UV__metal_organic_closeup.jpg Same thing as above, close up. The circular plate of glass costs $2,000. They hope this system will work.

vacuum_cleaner.jpg Not your ordinary vacuum cleaner!

closeup_vacuum_cleaner.jpg Always read labels twice.

vaporizor.jpg This is use for the STM. It vaporizes various samples. Mostly used for vaporizing gold. Correction: Minus 5 points for vocabulary! Here's an email from Dan Guthrie, the guy who built this stuff:

All looks good except fo rthe vaporizer...should be evaporator. For a little info on the evaporator, it works by running DC current through a small diameter wire of tungsten which has gold wire wrapped around it.

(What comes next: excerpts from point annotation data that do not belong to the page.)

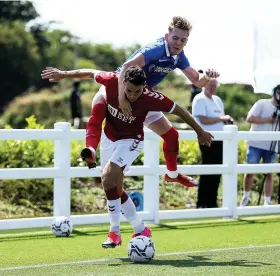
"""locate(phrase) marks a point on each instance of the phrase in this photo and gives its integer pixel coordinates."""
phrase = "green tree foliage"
(238, 100)
(17, 10)
(19, 60)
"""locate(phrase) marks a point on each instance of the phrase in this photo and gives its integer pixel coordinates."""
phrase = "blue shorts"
(254, 155)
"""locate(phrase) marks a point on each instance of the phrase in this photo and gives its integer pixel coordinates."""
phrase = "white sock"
(172, 174)
(129, 212)
(268, 199)
(114, 210)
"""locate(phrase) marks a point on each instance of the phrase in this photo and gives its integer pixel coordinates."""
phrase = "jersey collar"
(167, 50)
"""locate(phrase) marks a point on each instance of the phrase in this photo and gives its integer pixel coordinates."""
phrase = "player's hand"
(52, 74)
(125, 107)
(205, 138)
(88, 156)
(212, 73)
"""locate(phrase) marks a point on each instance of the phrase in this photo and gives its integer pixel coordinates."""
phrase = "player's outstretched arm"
(55, 75)
(138, 61)
(204, 137)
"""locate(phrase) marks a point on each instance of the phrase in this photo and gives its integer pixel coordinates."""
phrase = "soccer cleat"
(244, 201)
(113, 240)
(182, 179)
(147, 233)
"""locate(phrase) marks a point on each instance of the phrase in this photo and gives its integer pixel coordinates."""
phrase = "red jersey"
(117, 125)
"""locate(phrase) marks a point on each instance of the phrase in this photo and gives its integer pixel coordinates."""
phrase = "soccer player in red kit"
(122, 140)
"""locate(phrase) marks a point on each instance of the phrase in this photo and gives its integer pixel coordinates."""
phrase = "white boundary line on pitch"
(123, 258)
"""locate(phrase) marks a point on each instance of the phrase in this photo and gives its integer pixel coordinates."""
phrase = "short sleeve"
(199, 107)
(152, 52)
(104, 77)
(158, 102)
(184, 62)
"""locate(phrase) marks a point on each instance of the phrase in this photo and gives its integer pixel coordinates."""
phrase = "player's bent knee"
(160, 126)
(111, 175)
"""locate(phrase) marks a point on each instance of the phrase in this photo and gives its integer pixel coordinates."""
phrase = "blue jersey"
(159, 62)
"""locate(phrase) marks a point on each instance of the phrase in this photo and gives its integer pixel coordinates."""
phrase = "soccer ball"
(141, 249)
(62, 227)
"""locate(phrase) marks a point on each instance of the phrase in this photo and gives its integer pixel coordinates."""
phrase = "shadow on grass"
(201, 261)
(161, 227)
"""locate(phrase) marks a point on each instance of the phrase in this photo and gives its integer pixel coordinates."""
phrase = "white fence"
(62, 174)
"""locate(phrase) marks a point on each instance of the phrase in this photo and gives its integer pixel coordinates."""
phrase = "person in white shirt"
(208, 110)
(262, 117)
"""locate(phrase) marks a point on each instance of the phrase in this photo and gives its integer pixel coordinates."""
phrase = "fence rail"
(62, 173)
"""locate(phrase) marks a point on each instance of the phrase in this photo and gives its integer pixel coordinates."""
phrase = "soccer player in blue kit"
(157, 60)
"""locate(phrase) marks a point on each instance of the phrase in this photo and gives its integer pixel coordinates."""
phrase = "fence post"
(62, 160)
(230, 158)
(151, 182)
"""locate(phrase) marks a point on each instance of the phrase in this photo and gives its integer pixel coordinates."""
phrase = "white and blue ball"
(141, 249)
(62, 226)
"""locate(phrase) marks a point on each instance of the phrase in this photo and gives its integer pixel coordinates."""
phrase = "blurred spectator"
(76, 105)
(262, 117)
(208, 110)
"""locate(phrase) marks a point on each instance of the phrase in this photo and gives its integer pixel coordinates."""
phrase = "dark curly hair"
(180, 23)
(135, 75)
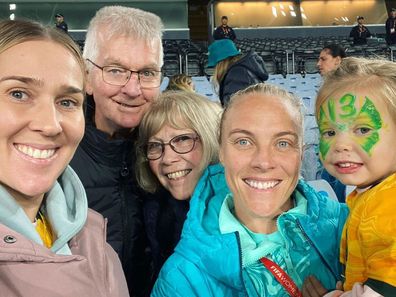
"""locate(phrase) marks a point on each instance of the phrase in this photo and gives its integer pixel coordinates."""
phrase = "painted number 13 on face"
(342, 116)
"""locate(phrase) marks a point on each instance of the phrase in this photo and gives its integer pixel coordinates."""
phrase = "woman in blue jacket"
(254, 228)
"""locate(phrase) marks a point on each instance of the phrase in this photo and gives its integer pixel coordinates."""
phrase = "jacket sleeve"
(216, 34)
(115, 275)
(358, 290)
(171, 282)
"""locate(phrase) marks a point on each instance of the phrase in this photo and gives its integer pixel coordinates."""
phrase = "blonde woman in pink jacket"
(50, 243)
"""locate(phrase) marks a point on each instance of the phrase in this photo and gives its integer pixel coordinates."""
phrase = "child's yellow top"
(368, 243)
(44, 229)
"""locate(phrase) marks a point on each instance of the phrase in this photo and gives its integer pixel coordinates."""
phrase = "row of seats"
(281, 56)
(306, 88)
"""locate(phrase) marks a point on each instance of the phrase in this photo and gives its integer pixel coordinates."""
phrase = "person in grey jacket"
(50, 243)
(234, 71)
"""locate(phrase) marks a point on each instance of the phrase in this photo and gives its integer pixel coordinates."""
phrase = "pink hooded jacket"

The gold is wrapped at a place where the wire is bent to a hard 90 degrees. The current running through the bend causes it to heat up (due to the increased resistance caused by the bend) and the gold melts into a ball which is liquid and then evaporates spherically and coats everything around. We typically deposit at around 0.5-1.0 Angstroms per second!!! This is measured using what is called a quartz crystal monitor. A small round thin disc of crystallin quartz has electrodes placed on both sides and w/ the applicaiton of a voltage the crystal oscillated at a give frequency...ie 5 MHz...when the mass changes (ie you deposit gold onto it), the resonanace frequency changes (increases i think). The rate of change of the frequency can be converted into the change in the mass, which w/ the proper density of the material being deposited, can be converted into a growth rate!!! too cool huh? anyway, likely more than u wanted to know...

warning1.jpg Always read labels twice.

warning2.jpg Always read labels twice.

warning3.jpg Always read labels twice.